Mindfulness is mostly used in quick grabs: a 10-minute meditation on the train to work, a 5-minute breathing exercise in between meetings, a guided body awareness meditation to help us go to sleep. The aim is to come back to the present moment, cultivate a state of presence and awareness away from a state of continual broken attention and scattered focus – the new norm – so urgently explored in the new Johann Hari book Stolen Focus.


And mindfulness does not work, for two reasons: this is not the way to practice mindfulness (more on that later) and it is not enough.


There is no amount of mindfulness that will ever work, until we close our laptop screens and put down our phones for a significant portion of our day. Johann Hari describes the pull of technology, the smartphone in particular, as someone ‘pouring itching powder’ over you, all day long and then telling you to meditate to cope with the itch.


The technology itself cultivates a broken focus, loss of concentration, scattered attention, a surface engagement with topics and ideas, poor sleep, and it changes the workings of our brain.

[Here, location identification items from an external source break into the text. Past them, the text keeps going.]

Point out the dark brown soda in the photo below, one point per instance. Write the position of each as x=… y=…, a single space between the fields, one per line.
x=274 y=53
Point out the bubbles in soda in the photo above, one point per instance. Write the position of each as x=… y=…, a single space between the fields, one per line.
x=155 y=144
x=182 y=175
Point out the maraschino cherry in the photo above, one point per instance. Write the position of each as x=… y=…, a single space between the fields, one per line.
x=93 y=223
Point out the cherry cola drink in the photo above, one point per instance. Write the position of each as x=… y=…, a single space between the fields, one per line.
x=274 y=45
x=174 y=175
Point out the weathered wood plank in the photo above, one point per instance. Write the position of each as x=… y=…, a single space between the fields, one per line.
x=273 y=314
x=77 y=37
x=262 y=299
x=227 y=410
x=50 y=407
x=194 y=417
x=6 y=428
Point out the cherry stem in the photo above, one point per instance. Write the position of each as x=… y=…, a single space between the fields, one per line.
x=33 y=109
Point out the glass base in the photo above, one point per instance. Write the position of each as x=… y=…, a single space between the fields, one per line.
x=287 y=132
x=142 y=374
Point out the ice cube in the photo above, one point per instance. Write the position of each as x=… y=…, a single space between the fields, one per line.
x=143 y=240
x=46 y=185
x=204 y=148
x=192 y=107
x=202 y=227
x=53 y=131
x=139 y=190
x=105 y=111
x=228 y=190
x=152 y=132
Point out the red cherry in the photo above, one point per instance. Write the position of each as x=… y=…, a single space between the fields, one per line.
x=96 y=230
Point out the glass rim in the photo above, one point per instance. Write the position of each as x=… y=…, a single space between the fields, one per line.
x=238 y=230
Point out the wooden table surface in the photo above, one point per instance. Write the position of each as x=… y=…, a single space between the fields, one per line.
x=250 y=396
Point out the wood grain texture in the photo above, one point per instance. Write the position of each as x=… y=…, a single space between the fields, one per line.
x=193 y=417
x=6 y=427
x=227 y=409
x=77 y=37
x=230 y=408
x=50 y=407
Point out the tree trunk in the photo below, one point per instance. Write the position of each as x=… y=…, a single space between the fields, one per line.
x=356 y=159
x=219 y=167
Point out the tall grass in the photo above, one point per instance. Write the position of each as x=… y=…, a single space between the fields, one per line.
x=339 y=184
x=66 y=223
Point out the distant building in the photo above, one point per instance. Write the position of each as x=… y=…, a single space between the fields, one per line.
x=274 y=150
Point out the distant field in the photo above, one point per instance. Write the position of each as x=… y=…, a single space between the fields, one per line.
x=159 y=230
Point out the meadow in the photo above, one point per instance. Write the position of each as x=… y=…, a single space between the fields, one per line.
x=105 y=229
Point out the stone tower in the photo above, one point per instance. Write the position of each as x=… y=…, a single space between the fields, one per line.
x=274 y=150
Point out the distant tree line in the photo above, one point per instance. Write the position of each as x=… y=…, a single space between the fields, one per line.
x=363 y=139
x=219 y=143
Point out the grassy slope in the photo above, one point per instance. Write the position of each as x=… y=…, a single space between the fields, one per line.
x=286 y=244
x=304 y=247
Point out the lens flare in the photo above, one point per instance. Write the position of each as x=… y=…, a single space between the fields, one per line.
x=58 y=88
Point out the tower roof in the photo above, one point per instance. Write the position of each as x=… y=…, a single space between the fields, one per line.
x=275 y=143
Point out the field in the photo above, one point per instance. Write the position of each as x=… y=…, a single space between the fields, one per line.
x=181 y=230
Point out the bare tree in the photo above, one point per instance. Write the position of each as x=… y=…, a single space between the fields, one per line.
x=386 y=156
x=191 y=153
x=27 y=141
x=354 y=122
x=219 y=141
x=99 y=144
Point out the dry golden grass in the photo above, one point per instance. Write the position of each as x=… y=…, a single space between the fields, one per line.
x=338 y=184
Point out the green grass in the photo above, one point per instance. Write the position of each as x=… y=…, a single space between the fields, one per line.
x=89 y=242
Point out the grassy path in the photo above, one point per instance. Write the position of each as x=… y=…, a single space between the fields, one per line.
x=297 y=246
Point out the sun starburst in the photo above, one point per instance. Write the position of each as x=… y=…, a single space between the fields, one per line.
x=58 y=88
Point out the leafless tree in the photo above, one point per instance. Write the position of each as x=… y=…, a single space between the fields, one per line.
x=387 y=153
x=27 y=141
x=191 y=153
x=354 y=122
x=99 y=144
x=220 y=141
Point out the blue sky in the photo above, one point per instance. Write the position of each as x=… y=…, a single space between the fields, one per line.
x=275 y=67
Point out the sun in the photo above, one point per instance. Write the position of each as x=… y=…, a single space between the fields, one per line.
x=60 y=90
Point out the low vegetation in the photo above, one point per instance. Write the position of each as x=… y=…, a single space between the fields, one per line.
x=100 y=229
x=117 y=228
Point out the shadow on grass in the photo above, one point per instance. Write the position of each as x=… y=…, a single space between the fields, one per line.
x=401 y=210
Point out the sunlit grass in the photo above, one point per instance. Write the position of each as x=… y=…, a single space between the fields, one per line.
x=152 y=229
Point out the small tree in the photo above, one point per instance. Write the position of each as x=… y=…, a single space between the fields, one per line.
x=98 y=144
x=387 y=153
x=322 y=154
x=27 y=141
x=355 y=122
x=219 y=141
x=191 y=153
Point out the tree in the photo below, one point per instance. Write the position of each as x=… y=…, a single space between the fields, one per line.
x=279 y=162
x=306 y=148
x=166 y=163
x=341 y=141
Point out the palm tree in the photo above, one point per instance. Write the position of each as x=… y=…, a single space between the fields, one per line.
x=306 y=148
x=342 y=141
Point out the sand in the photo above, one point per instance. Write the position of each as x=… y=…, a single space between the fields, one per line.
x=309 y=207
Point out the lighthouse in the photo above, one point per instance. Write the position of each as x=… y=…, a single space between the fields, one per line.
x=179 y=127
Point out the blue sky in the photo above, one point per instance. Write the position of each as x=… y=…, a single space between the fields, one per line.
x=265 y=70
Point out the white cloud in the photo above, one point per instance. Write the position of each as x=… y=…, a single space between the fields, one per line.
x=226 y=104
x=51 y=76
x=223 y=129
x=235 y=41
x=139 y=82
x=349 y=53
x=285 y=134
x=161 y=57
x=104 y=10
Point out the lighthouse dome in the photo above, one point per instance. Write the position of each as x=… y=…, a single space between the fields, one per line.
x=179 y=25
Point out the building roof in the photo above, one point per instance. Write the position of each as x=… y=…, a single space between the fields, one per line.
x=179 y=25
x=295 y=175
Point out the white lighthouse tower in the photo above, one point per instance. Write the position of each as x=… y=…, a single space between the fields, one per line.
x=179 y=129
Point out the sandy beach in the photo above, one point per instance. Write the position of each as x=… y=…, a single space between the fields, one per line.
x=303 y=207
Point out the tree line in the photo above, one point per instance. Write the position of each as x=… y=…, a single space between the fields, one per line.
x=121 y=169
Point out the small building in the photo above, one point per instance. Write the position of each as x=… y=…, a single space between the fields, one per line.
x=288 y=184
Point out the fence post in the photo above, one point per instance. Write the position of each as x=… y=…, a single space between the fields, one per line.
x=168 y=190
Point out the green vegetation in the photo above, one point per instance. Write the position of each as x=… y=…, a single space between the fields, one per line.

A 2017 University of Texas Study found that just having your phone nearby reduces our cognitive capacity significantly, even if the phone is turned off. Our ability to hold and process data is significantly impaired by the mere presence of our phone.


In 2022, this should surprise no one. We are addicted to our phones, scrolling past headlines, reading only parts of articles, answering emails while listening to podcasts, interrupted by intermittent notifications, our attention span shortening as we consume nothing longer that a series of tweets, TikTok videos, or a string of memes. Have you noticed yet just how hard it is to keep focus, read an article or a book, finish a task, any task, without pausing to look at your phone every few minutes?


We must stop and consider the existential and political matter of the attention economy and what it means for our thoughts, our relationships, and our experience of the only life we will ever have.


The clickbait headline, the addictive game, the app that rewards you only intermittently, the social media notifications and consequent dopamine hits – with everything fighting for your time, where do you chose to spend it? A life spent on looking at the screen means a life not spent in the world of looking in the eyes of your loved ones, or looking around the physical world you inhabit.


A sunset or what’s on your dinner plate appraised through the lens of the phone camera become objectified before you have had a chance to notice your awe at the beauty of nature or your excitement at eating something new or delicious. What kind of experiences is your life made of in the end?


Have you noticed yourself in conversation and your phone screen lights up, or the phone vibrates or makes a noise and your head swivels to it before you have had a chance to choose where your attention goes?


In the age of systematic and deliberate destruction of our attention, and with it our capacity to maintain a flowing sense of self, putting down your phone becomes a powerful and necessary act of resistance.


The impact of technology on our attention spans has been talked about with each new invention: the typewriter, the printing press, or the newspaper – with writers positing that our manner of thinking will change as technology changes. In his 2008 article for The Atlantic, Nicholas Carr asked ‘Is Google making us stupid?’, and indeed, Google is making us stupid. We skim read, ‘bounce’ across web pages and articles, never reading the complete piece.


The internet reflects the primary values of our time: immediacy and efficiency. And yet, developmental psychologists and research now recognise the impact of this manner of engaging with information. It is not just what we read or the type of information we consume, but how. The scattered focus and chopped up attention that is par for the course in our online lives is weakening our mental capacities required for deep and meaningful interactions that depend on sustained focus and attention on ourselves and another, without distractions. This is the place where we feel seen, held, heard, and connected.


Mindfulness will never be enough. You must put down your phone and reclaim your mind.